Search code examples
cwindowsassemblyx86-64delimited-continuations

Practical Delimited Continuations in C / x64 ASM


I've look at a paper called A Primer on Scheduling Fork-Join Parallelism with Work Stealing. I want to implement continuation stealing, where the rest of the code after calling spawn is eligible to be stolen. Here's the code from the paper.

1 e();
2 spawn f(); 
3 g();
4 sync;
5 h();

An import design choice is which branch to offer to thief threads. Using Figure 1, the choices are:

Child Stealing:

  • f() is made available to thief threads.
  • The thread that executed e() executes g().

Continuation Stealing:

  • Also called “parent stealing”.
  • The thread that executed e() executes f().
  • The continuation (which will next call g()) becomes available to thief threads.

I hear that saving a continuation requires saving both sets of registers (volatile/non-volatile/FPU). In the fiber implementation I did, I ended up implementing child stealing. I read about the (theoretical) negatives of child stealing (unbounded number of runnable tasks, see the paper for more info), so I want to use continuations instead.

I'm thinking of two functions, shift and reset, where reset delimits the current continuation, and shift reifies the current continuation.

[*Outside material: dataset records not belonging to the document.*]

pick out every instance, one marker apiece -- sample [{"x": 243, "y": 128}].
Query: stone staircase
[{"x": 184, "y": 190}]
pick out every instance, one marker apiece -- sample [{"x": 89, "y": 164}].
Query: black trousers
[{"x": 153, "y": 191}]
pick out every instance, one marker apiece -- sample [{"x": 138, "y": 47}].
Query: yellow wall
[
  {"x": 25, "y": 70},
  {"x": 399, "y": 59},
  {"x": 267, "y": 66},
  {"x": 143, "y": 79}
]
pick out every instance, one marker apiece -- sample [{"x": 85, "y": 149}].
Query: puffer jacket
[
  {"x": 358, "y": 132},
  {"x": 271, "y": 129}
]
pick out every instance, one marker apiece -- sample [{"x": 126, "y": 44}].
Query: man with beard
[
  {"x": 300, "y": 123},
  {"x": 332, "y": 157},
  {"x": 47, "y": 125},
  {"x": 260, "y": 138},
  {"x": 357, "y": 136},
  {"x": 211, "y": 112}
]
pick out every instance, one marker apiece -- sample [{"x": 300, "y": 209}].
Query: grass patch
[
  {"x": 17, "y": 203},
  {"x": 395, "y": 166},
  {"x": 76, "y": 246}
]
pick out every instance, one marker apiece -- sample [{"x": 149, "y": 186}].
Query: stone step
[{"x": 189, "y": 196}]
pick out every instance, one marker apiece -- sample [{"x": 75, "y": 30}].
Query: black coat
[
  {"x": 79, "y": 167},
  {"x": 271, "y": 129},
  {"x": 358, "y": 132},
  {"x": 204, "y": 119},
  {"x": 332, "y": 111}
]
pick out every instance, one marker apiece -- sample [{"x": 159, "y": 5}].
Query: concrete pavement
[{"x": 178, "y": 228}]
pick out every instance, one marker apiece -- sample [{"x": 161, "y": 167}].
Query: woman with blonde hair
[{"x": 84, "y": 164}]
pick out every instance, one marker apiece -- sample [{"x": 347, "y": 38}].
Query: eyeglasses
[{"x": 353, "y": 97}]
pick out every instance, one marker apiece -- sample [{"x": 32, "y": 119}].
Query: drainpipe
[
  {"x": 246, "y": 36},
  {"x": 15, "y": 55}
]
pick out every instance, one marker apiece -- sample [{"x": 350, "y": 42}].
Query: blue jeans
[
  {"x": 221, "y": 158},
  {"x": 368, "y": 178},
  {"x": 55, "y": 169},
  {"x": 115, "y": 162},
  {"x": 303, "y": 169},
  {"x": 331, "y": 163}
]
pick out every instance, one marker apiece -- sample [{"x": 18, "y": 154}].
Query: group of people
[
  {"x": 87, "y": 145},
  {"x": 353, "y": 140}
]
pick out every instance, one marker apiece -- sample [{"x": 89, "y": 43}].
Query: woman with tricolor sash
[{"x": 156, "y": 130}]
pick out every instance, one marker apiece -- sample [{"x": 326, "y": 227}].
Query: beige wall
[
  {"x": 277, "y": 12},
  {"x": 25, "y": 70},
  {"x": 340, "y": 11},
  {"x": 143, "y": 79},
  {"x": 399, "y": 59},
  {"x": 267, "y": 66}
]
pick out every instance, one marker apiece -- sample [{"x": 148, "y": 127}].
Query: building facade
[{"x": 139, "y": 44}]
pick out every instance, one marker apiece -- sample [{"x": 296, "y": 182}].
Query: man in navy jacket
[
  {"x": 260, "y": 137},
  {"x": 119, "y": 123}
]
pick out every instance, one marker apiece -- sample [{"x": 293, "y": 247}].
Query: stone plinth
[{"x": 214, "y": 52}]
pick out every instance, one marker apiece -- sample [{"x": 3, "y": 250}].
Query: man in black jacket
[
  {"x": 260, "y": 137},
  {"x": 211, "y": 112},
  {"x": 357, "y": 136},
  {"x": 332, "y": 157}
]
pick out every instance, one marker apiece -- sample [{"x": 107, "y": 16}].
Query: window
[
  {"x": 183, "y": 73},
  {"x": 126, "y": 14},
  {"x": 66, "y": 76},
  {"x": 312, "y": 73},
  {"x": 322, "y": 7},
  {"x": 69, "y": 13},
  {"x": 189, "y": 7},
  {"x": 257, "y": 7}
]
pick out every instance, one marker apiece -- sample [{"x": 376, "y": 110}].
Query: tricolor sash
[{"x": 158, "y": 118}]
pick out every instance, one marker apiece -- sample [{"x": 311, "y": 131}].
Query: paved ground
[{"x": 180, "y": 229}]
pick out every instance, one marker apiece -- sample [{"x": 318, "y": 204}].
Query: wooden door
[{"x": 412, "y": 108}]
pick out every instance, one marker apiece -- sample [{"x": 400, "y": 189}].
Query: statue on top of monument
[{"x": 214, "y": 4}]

Is what I'm asking even plausible in a C environment?

EDIT: I'm thinking of making reset save return address / NV GPRs for the current function call (= line 3), and making shift transfer control to the next continuation after returning a value to the caller of reset.


Solution

  • I've implemented work stealing for a HLL called PARLANSE rather than C on an x86. PARLANSE is used daily to build production symbolic parallel programs at the million line scale.

    In general, you have preserve the registers of both the continuation or the "child". Consider that your compiler may see a computation in f() and see the same computation in g(), and might lift that computation to the point just before the spawn, and place that computation result in a register that both f() and g() use as in implied parameter. Yes, this assumes a sophisticated compiler, but if you are using a stupid compiler that doesn't optimize, why are you trying to go parallel for speed?

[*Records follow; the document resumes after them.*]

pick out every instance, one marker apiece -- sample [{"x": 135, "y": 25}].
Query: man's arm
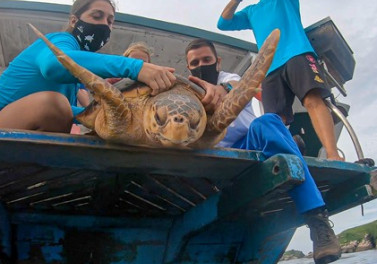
[
  {"x": 214, "y": 94},
  {"x": 232, "y": 20},
  {"x": 230, "y": 9}
]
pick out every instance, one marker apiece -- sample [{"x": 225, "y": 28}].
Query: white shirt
[{"x": 239, "y": 127}]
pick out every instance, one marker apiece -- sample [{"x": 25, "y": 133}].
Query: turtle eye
[
  {"x": 161, "y": 116},
  {"x": 194, "y": 121}
]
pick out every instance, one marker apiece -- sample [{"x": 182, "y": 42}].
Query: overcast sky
[{"x": 357, "y": 22}]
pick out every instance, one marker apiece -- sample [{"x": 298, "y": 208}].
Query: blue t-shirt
[
  {"x": 36, "y": 69},
  {"x": 268, "y": 15}
]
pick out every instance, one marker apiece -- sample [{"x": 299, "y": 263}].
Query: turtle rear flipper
[{"x": 247, "y": 87}]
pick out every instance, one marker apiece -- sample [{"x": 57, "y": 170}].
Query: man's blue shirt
[{"x": 268, "y": 15}]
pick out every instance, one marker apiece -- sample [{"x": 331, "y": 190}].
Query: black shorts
[{"x": 297, "y": 77}]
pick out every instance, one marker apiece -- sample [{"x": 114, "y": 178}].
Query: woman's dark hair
[{"x": 80, "y": 6}]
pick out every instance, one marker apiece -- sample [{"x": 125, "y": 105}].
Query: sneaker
[{"x": 326, "y": 247}]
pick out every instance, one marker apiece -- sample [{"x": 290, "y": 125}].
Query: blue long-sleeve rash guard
[{"x": 36, "y": 69}]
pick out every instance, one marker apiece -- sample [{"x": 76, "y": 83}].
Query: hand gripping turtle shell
[{"x": 175, "y": 118}]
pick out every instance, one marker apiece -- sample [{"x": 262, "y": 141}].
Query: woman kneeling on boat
[{"x": 38, "y": 93}]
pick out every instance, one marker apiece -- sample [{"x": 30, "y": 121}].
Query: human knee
[{"x": 55, "y": 105}]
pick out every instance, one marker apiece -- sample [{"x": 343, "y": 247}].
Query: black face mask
[
  {"x": 208, "y": 73},
  {"x": 91, "y": 37}
]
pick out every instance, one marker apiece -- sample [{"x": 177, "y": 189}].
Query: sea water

    In specific, however, your compiler could arrange for the registers to be empty before the call to spawn if it understood what spawn means. Then neither the continuation or the child has to preserve registers. (The PARLANSE compiler in fact does this).

    So how much has to be saved depends on how much your compiler is willing to help, and that depends on whether it knows what spawn really does.

    Your local friendly C compiler likely doesn't know about your implementation of spawn. So either you do something to force a register flush (don't ask me, its your compiler) or you put up with the fact that you personally don't know what's in the registers, and your implementation preserves them all to be safe.

    If the amount of work spawned is significant, arguably it wouldn't matter if you saved all the registers. However, the x86 (and other modern architectures) seems have an enormous amount of state, mostly in the vector registers, that might be in use; last time I looked it was well in excess of 500 bytes ~~ 100 writes to memory to save these and IMHO that's an excessive price. If you don't believe these registers are going to be passed from the parent thread to the spawned thread, then you can work on enforcing spawn with no registers.

    If you spawn routine wakes up using a standard continuation mechanism you have invented, then you have worry about whether your continuations pass large register state or not, also. Same problem, same solutions as for spawn; the compiler has to help or you personally have to intervene.

    You'll find this a lot of fun.

    [If you want to make it really interesting, try timeslicing the threads in case they go into deep computation without an occasional yeild causing thread starvation. Now you surely have save the entire state. I managed to get PARLANSE to realize spawning with no registers saved, yet have the time slicing save/restore full register state, by saving full state on a time slice, and continuing at a special place that refilled all the registers before it passed control to the time-sliced PC location].